Estimation of bone mineral density and architectural parameters of the distal radius in hemodialysis patients using peripheral quantitative computed tomography

Jahr: 2004

Hasegawa K, Hasegawa Y, Nagano A
Department of Orthopaedic Surgery, Hamamatsu University School of Medicine, 1-20-1 Handa-yama, Hamamatsu 431 3192, Japan. doman@tm.hama-med.ac.jp

Abstract

We analyzed bone changes in a series of hemodialysis patients followed up for a maximum of 299 months by assessing bone mineral density (BMD) and architectural parameters of the distal radius using peripheral quantitative computed tomography (pQCT), and determined the predictors of skeletal changes in these patients. No significant differences in trabecular BMD (BMD(T)) were found compared with BMD(T) of the normal control. In contrast, cortical BMD (BMD(C)) was significantly decreased compared with BMD(C) of the normal controls. Hemodialysis patients had significantly lower values for cortical bone area, cortical thickness, moment of inertia, and polar moment of inertia than the age-matched controls. From single and multiple regression analysis, the most significant predictor of metabolic bone disease in these cases was found to be duration of hemodialysis. In addition, increases in serum alkaline phosphatase and intact parathyroid hormone in secondary hyperparathyroidism were found to correlate with a decrease in pQCT values in cortical bone; as such, these increases were also found to be a predictive.
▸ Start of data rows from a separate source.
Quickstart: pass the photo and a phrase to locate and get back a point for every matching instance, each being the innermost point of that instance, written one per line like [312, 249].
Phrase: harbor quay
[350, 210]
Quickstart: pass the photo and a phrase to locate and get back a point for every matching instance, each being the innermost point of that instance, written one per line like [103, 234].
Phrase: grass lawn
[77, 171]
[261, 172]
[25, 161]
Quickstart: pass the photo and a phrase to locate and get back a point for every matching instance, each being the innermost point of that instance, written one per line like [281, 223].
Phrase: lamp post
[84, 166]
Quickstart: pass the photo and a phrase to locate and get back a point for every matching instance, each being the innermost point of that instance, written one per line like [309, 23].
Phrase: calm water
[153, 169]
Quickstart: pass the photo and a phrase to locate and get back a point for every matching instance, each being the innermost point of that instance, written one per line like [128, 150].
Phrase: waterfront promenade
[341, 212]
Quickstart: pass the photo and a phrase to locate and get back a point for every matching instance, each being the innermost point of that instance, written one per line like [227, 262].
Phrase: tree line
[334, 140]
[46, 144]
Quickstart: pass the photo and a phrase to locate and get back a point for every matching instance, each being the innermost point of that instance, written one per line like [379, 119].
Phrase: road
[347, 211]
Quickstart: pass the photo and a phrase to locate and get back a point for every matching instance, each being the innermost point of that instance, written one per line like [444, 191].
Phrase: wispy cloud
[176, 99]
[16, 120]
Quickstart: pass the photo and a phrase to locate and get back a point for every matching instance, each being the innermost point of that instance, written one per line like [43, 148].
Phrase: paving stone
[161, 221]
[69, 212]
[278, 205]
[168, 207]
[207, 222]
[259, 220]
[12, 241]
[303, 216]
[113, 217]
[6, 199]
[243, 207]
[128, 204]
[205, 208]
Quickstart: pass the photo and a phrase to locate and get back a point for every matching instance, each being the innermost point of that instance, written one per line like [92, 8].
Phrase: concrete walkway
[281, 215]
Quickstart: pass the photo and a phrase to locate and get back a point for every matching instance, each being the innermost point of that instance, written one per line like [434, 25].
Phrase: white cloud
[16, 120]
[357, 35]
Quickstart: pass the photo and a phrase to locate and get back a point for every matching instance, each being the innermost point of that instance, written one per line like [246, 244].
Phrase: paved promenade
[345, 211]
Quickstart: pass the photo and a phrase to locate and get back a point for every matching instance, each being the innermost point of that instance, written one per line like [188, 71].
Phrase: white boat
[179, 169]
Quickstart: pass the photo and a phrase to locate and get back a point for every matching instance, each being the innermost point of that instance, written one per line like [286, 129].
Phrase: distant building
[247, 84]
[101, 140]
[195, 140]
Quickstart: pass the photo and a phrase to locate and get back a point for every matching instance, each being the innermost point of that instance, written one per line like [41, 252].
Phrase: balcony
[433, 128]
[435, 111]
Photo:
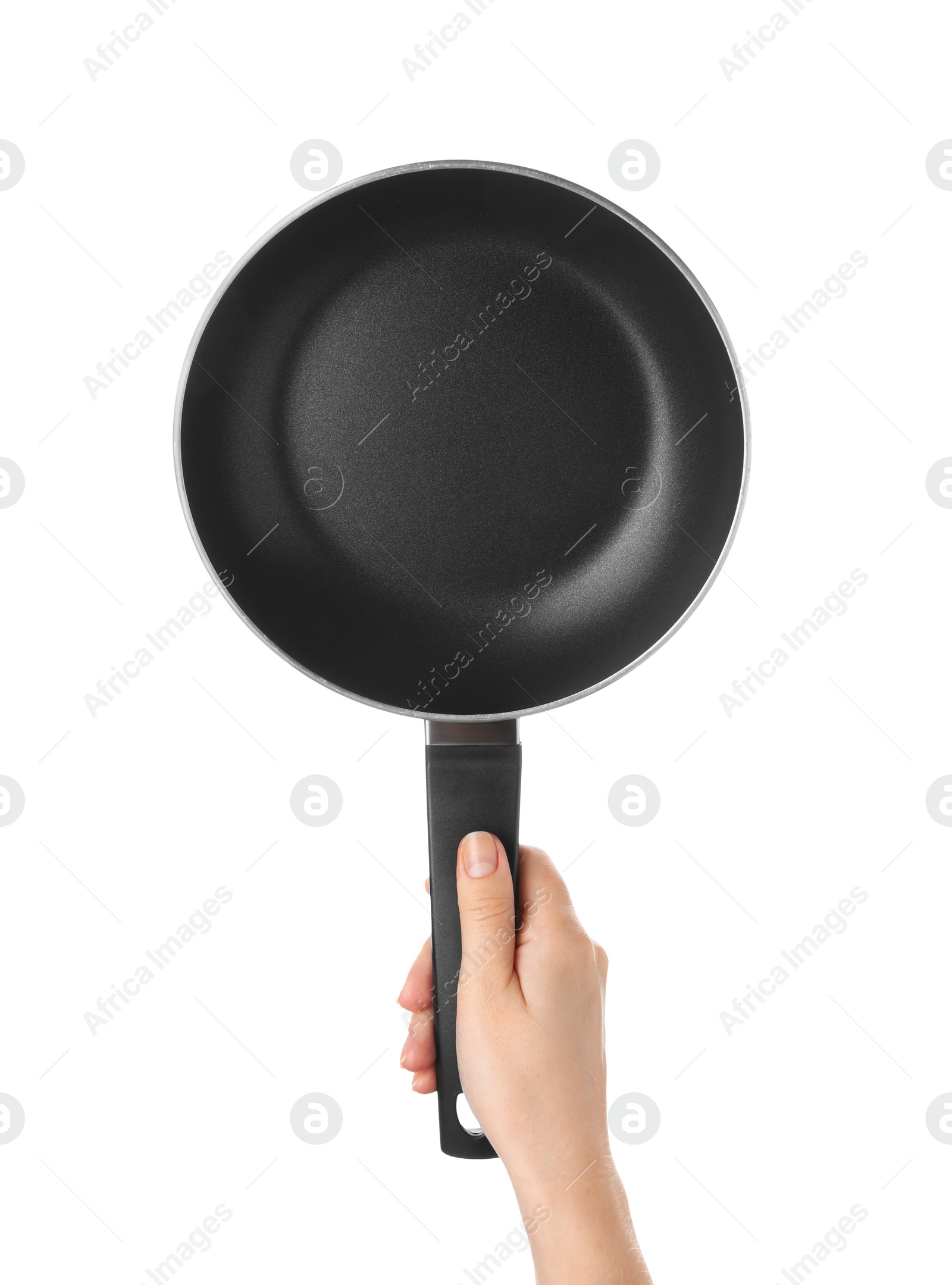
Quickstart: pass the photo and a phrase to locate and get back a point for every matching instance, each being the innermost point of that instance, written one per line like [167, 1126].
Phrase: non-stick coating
[463, 441]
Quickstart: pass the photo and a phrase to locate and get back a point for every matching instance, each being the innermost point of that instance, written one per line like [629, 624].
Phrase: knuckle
[486, 908]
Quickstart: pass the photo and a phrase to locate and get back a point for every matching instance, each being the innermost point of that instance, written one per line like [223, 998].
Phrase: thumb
[487, 915]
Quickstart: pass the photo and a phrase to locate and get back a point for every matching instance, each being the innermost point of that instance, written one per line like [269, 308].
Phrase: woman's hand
[531, 1050]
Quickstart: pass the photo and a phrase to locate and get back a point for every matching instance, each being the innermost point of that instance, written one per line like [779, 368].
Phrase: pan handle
[473, 777]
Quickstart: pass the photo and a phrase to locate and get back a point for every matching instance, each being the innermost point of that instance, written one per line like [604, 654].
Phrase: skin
[531, 1048]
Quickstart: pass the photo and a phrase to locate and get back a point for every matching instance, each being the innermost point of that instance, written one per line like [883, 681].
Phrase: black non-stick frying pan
[464, 442]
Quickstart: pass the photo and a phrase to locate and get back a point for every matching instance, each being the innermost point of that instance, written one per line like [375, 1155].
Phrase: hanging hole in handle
[464, 1114]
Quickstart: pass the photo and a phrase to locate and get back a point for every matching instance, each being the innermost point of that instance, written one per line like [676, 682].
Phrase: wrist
[576, 1216]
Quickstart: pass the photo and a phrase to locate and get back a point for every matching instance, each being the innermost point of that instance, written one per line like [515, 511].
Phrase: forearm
[585, 1235]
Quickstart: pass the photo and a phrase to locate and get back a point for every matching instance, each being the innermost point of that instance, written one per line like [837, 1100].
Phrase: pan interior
[462, 441]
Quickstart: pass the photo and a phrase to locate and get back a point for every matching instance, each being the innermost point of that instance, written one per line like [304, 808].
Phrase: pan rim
[503, 167]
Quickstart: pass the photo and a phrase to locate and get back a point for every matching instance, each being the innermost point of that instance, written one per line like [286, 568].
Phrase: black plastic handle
[472, 784]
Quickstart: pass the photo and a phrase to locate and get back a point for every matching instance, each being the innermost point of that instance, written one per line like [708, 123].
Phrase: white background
[775, 1131]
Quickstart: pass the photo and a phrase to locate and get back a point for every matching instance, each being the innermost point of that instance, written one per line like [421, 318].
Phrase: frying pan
[464, 442]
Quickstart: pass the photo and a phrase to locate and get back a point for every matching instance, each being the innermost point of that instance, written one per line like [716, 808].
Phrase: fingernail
[480, 856]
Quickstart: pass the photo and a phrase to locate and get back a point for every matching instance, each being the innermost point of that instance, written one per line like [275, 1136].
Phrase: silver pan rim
[504, 168]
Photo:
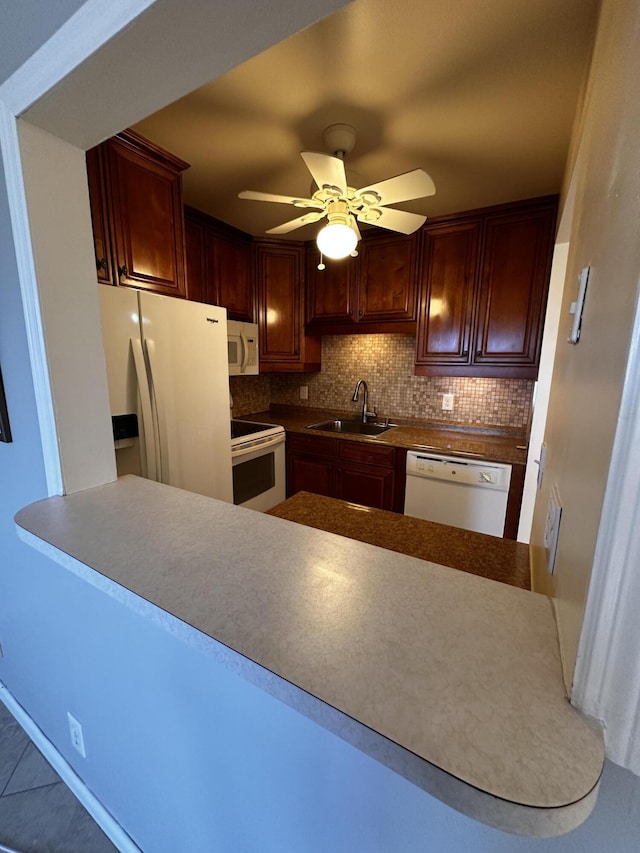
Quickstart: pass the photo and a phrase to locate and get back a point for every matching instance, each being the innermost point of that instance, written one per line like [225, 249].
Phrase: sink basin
[352, 427]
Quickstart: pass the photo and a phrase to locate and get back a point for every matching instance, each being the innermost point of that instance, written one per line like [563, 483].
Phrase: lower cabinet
[363, 473]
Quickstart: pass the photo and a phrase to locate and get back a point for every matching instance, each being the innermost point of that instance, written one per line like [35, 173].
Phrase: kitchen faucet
[365, 413]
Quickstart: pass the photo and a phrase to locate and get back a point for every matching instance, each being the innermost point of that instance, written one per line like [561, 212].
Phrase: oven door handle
[262, 445]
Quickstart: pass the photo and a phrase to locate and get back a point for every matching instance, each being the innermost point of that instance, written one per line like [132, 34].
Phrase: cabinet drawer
[318, 445]
[371, 454]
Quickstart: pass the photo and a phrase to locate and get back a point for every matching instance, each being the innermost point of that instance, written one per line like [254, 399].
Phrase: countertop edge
[480, 805]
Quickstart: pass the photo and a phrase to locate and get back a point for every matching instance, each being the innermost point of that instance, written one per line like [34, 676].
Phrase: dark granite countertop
[492, 444]
[487, 556]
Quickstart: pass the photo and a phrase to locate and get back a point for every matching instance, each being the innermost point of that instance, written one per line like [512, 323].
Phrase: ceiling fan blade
[396, 220]
[312, 216]
[282, 199]
[410, 185]
[326, 170]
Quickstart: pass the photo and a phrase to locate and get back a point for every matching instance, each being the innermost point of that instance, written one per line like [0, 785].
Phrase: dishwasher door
[463, 493]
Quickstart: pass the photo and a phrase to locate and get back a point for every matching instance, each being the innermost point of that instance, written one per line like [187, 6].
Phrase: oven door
[259, 474]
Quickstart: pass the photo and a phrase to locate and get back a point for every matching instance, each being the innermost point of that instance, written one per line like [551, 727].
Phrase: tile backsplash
[386, 363]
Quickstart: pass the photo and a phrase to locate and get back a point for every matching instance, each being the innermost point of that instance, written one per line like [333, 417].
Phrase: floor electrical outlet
[77, 738]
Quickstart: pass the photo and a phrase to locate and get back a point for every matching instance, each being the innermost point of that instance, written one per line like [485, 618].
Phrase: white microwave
[242, 346]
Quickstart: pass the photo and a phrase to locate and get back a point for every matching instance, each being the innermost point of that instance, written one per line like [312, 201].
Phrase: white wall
[147, 703]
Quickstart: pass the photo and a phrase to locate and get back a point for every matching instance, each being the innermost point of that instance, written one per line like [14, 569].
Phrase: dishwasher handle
[452, 469]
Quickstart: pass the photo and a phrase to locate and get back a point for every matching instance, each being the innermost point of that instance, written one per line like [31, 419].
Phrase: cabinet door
[195, 240]
[310, 474]
[366, 485]
[148, 219]
[96, 173]
[513, 288]
[283, 343]
[330, 292]
[231, 262]
[387, 279]
[449, 264]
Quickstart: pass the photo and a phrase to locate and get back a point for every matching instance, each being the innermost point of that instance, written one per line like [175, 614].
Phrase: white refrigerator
[167, 363]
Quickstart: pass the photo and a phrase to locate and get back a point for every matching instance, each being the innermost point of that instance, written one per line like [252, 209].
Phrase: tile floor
[38, 813]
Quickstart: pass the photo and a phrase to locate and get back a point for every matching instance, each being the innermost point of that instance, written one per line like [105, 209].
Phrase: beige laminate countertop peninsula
[451, 680]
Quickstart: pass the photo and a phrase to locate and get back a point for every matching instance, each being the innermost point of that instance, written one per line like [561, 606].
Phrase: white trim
[102, 817]
[607, 672]
[92, 26]
[9, 144]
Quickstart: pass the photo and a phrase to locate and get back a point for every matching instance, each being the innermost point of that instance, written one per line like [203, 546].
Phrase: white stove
[258, 464]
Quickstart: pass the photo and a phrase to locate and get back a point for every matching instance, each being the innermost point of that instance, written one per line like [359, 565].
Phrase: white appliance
[463, 493]
[242, 348]
[258, 460]
[167, 363]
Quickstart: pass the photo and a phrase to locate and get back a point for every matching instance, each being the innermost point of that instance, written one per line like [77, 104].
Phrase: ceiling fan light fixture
[337, 240]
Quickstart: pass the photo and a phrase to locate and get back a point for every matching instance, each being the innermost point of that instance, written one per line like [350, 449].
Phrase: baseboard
[105, 821]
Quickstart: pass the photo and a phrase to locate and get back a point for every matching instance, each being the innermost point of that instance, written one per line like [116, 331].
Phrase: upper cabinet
[137, 211]
[219, 265]
[367, 293]
[483, 290]
[284, 346]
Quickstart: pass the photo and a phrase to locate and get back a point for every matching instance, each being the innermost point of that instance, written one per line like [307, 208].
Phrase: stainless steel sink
[352, 427]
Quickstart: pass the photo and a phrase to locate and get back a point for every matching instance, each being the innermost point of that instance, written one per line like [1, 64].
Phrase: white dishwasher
[460, 492]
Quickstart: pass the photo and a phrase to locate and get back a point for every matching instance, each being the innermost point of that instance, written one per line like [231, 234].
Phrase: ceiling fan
[345, 206]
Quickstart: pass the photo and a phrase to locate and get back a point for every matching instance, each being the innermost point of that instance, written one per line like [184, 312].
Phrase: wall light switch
[447, 402]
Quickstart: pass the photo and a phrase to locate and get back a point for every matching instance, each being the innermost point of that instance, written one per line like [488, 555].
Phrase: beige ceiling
[479, 93]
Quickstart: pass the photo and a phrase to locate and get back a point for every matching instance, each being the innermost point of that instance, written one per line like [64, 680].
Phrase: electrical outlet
[77, 738]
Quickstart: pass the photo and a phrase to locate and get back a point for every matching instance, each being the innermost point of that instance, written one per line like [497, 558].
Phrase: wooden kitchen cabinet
[483, 289]
[374, 292]
[284, 345]
[359, 472]
[218, 260]
[449, 272]
[136, 205]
The present study confirms that the reduction in both BMD(C) and architectural parameters in hemodialysis patients occurs partly because of prolonged hemodialysis and secondary hyperparathyroidism. In addition, immobilization, dietary factors, daily intake of calcium or vitamin D, and so on must be taken into account when clarifying the causes of skeletal complications resulting from hemodialysis.